More recently, we explored the theme “Strength in Numbers,” and reflected together on what it means to be strong as a man. Oftentimes, as men, we think (or have been told) that strength means going it alone, bearing the demands of family life, our jobs, and other responsibilities on our own. We think being strong means being distant or set apart. This can lead to some serious toxic masculinity. However, true strength comes through community, vulnerability, sharing the joys, challenges, questions, doubts, and hopes with friends and brothers in Christ. There are countless stories from the Bible about this. Just pick a man, any man from the Bible, and there you go. This may be a theme that you need to build up to once guys are comfortable with the setting and trust each other to be open and vulnerable.
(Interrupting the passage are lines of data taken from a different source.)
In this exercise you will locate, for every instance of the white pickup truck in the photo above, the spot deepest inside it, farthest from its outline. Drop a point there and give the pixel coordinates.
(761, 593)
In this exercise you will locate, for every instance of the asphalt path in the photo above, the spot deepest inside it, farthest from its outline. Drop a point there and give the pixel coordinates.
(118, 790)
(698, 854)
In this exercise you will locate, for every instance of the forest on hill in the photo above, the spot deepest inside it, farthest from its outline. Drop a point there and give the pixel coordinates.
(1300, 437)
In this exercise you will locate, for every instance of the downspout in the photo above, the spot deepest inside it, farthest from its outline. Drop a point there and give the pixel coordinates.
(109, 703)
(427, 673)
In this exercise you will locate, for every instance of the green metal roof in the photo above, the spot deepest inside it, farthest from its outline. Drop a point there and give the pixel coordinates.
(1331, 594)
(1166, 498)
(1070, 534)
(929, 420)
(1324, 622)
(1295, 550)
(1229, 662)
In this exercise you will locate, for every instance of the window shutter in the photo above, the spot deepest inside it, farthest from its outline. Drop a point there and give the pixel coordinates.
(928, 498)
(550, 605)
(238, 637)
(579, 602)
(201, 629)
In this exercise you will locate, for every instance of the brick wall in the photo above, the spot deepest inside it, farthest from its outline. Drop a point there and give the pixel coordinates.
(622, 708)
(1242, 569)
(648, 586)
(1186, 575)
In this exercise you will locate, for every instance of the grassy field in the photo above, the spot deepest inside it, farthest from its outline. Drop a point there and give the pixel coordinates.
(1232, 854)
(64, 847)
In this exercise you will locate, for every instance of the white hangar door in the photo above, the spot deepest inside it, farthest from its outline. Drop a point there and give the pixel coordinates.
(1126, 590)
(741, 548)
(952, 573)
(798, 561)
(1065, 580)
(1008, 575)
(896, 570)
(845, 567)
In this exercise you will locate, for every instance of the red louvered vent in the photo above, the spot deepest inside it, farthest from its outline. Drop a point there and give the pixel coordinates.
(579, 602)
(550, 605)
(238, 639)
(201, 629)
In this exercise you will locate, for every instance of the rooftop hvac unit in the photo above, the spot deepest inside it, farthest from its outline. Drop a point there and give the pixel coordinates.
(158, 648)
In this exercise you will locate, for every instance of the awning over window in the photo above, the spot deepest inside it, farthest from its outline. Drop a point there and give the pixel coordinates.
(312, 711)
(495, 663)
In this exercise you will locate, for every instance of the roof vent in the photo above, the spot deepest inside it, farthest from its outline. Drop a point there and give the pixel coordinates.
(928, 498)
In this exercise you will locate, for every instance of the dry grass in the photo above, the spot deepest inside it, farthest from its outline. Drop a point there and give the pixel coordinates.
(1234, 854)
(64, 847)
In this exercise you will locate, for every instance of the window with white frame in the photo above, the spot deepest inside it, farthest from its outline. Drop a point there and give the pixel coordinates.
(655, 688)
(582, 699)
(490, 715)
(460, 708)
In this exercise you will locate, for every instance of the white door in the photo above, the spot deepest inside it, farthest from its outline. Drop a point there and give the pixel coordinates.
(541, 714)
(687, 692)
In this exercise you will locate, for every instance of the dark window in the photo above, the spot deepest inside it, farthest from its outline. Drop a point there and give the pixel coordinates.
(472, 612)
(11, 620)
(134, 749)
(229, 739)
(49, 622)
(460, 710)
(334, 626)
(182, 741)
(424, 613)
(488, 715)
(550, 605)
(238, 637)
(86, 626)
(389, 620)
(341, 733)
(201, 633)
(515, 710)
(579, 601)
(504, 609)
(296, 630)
Results and Ripple Effects

We have seen some great results and ripple effects from this commitment to hosting an annual men’s retreat.

  • One of the inadvertent results of the Men’s Retreat is that our church now has a bunch of kids that go to Bear Creek Camp for summer camp each year. Bringing these dads to the camp and having them meet the staff was a great way to introduce families to the idea of summer camp. This has been wonderful for our kids, families, and our overall Christian Formation program at church.
  • The relationships between our younger men at church is much stronger. You can see how guys gravitate toward one another on Sunday mornings. They have shared experience and inside jokes, and they have shared deeply of themselves with one another. You can feel the comfort and trust they have around each other. We occasionally have “reunion nights” where we get together to renew those retreat connections.
  • Many of the guys who come to the Men’s Retreat are already very involved in our church. For them, the retreat is just a time to be and receive. For guys who are less involved or newer to the church, it is an opportunity to make more connections and friendships that will keep them connected and involved over the years.
  • Finally, male spirituality can be a tough code to crack. With the help of these guys and their willingness to participate in these retreats, our congregation and I as the pastor have learned a lot about how we can support men in their spiritual lives in good, life-giving, and healthy ways.

(Pictured above: The 2017 Upper Dublin Lutheran Church Men’s Retreat at Bear Creek Camp)

Keith Anderson is the pastor at Upper Dublin Lutheran Church in Ambler, Pennsylvania and the Associate for Digital Content for Lifelong Learning at Virginia Theological Seminary.